If you see my mojo please send it home

Yes, that’s right. I’ve lost my mojo. At least to the extent it affects my fishing success. It probably slipped away last year, but there were justifications that hid the loss. I was just learning the big rivers1 from the new boat and the focus of doing that kept me off of the trout rivers, so my fly fishing chops got rusty with only one trip in 2019. The easy culprit to blame might be the COVID-19 pandemic and this might be valid, to some extent, or maybe jumping back to gear fishing after many years of only fly fishing. I don’t know what the cause is, but my fishing mojo is gone and it is seriously disarming. I had allowed myself to slip into a cocky self-confidence that I was pretty good at this fishing thing, no matter the technique or species or location.

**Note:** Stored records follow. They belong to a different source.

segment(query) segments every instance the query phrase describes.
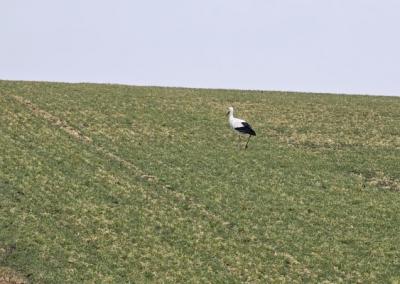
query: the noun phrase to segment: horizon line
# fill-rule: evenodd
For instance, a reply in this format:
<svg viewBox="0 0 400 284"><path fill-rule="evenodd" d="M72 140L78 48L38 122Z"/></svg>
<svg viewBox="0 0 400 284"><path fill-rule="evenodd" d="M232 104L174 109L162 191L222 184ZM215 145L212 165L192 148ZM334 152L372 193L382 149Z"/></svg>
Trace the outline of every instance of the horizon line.
<svg viewBox="0 0 400 284"><path fill-rule="evenodd" d="M275 90L275 89L248 89L248 88L225 88L225 87L194 87L184 85L156 85L156 84L133 84L125 82L100 82L100 81L58 81L58 80L15 80L15 79L2 79L1 81L7 82L26 82L26 83L55 83L55 84L93 84L93 85L117 85L139 88L166 88L166 89L194 89L194 90L213 90L213 91L244 91L244 92L275 92L275 93L292 93L292 94L311 94L311 95L337 95L337 96L368 96L368 97L391 97L397 98L400 95L382 95L382 94L369 94L369 93L334 93L331 91L300 91L300 90Z"/></svg>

I’m not really sure when it started, maybe 2018, and it didn’t really register as a problem because my friends were having a tough time catching fish in the usual places around Eastern Washington. It was just “one of those years”. In 2019 when I had trouble finding bass and walleye fishing from the new boat on the Columbia and Snake Rivers it was not too much of a surprise. I grew up bass fishing mostly on lakes and occasionally the St. Lawrence river out of my father’s boat. Now I had the job of positioning the boat while dealing with wind and current while trying to find and catch fish. Oh, and one huge difference; you can’t use minnows in Washington like we depended on in New York. No problem, I’ll figure it out…

I was able to get my grandson into his first bass, but his preference was to ride around the river.

2020 started off with a curve ball, COVID-19, and Washington State thought recreational fishing should be included in the initial lock down. The season started late when our Eastern Washington heat was on, so fishing for me was an early morning activity – off the water by noon. Thank goodness I added a Bimini top to the boat. Often, however, the fishing did not justify the sweat. Continued to focus on bass all summer and into the fall, fishing about once a week and probably didn’t catch more than a dozen “keeper size” bass.

It was the annual fall trip to the Yakima River Canyon when the realization hit – my mojo has vanished. While the rainbow numbers were average to good, they were all tiny. Couldn’t buy a fish over 10 inches. Maybe the unseasonable heat was a factor, but starting to think I’ve lost a step.

So here I am bitching about not catching fish the way I’d like, but look at where I get to recreate whenever I want to go. I get to put my boots up to warm my feet by a crackling campfire while listening to a river flow by. Maybe it is time to reassess priorities and what is important. However, some walleye fish tacos would be really nice.

1 Columbia and Snake River in Eastern Washington around the Tri-Cities.